In animal experiments, Filipas et al. [10] from our institution implanted full skin grafts and buccal mucosa grafts in the bladder of female Irish mini pigs. Perfect wound healing without tissue shrinkage was observed in the buccal mucosa grafts. In contrast, shrinkage up to 30%, severe inflammation, and stone formation occurred in the implanted full skin grafts.

In immunohistochemical investigations, expression of cytokeratin 20 (usually not expressed in the original buccal mucosa) was similar between the urothelium and all buccal mucosa grafts but not in the full skin grafts transplanted in the bladder.

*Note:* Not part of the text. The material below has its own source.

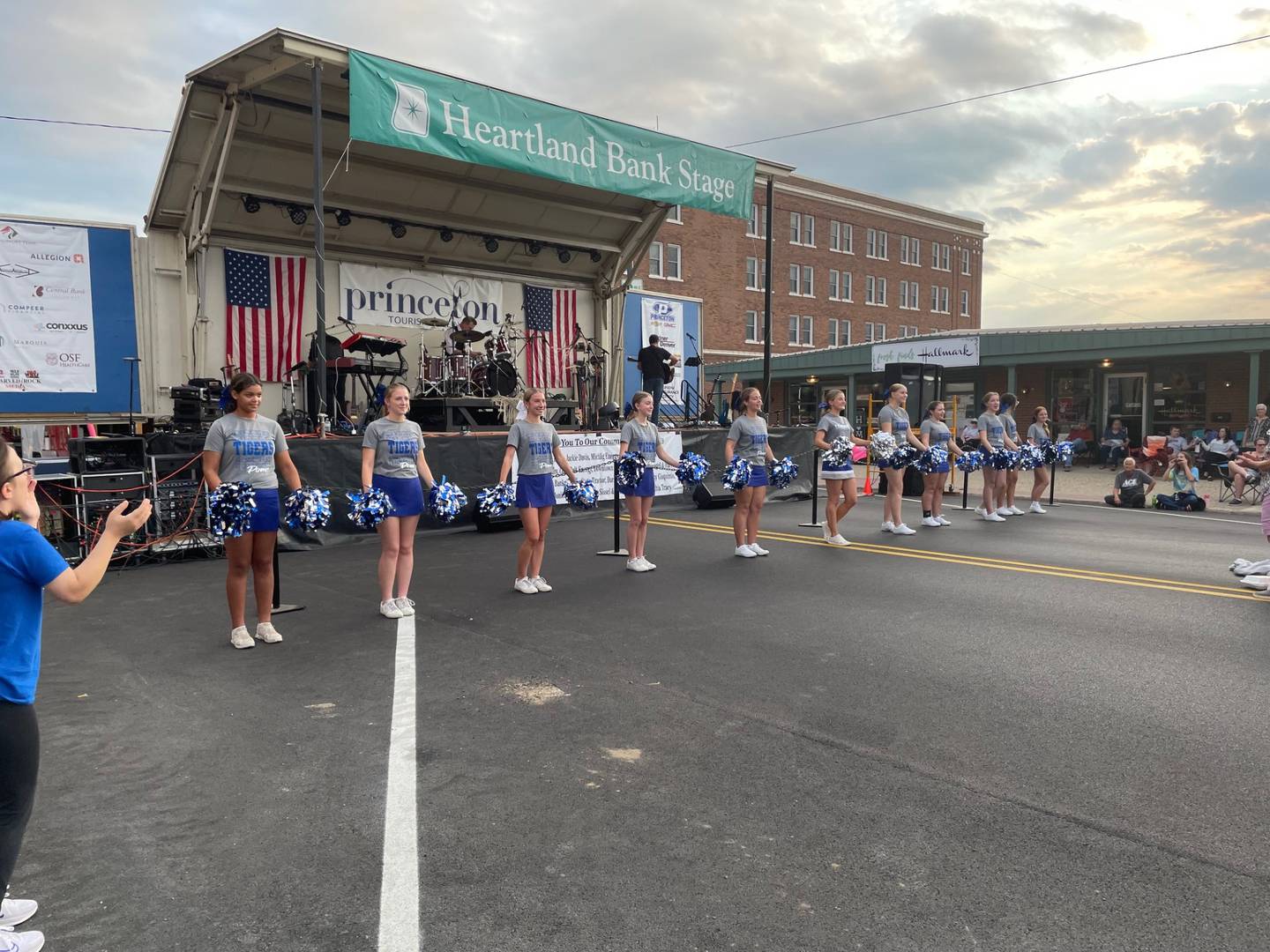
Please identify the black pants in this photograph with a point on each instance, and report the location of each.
(19, 766)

Therefore, the advantages of buccal mucosa in comparison with full skin grafts were also demonstrated in animal experiments. However, today the onlay island flap taken from the inner layer of the prepuce is still used worldwide in the one-stage hypospadia repair. The same is true for the Snodgrass technique, although the final outcome remains open. As mentioned before, long-term observations are necessary. Studies to prove the usefulness of the dorsal incision through the ure-thral plate (comparable with the Sachse procedure) will stand [11].

One of the disadvantages of the otherwise gold standard end-to-end anastomosis in posttraumatic membranous strictures is the risk of postoperative penis shortage in the more extensive strictures. Using a buccal mucosa graft, a one- or two-stage procedure can help to overcome this problem [17], the current strategy for primary hypospadia repair in Mainz in 2002 [7]. Since 1990, our strategy has not changed. As mentioned before, esthetic corrections are not recommended and also not performed in our institution.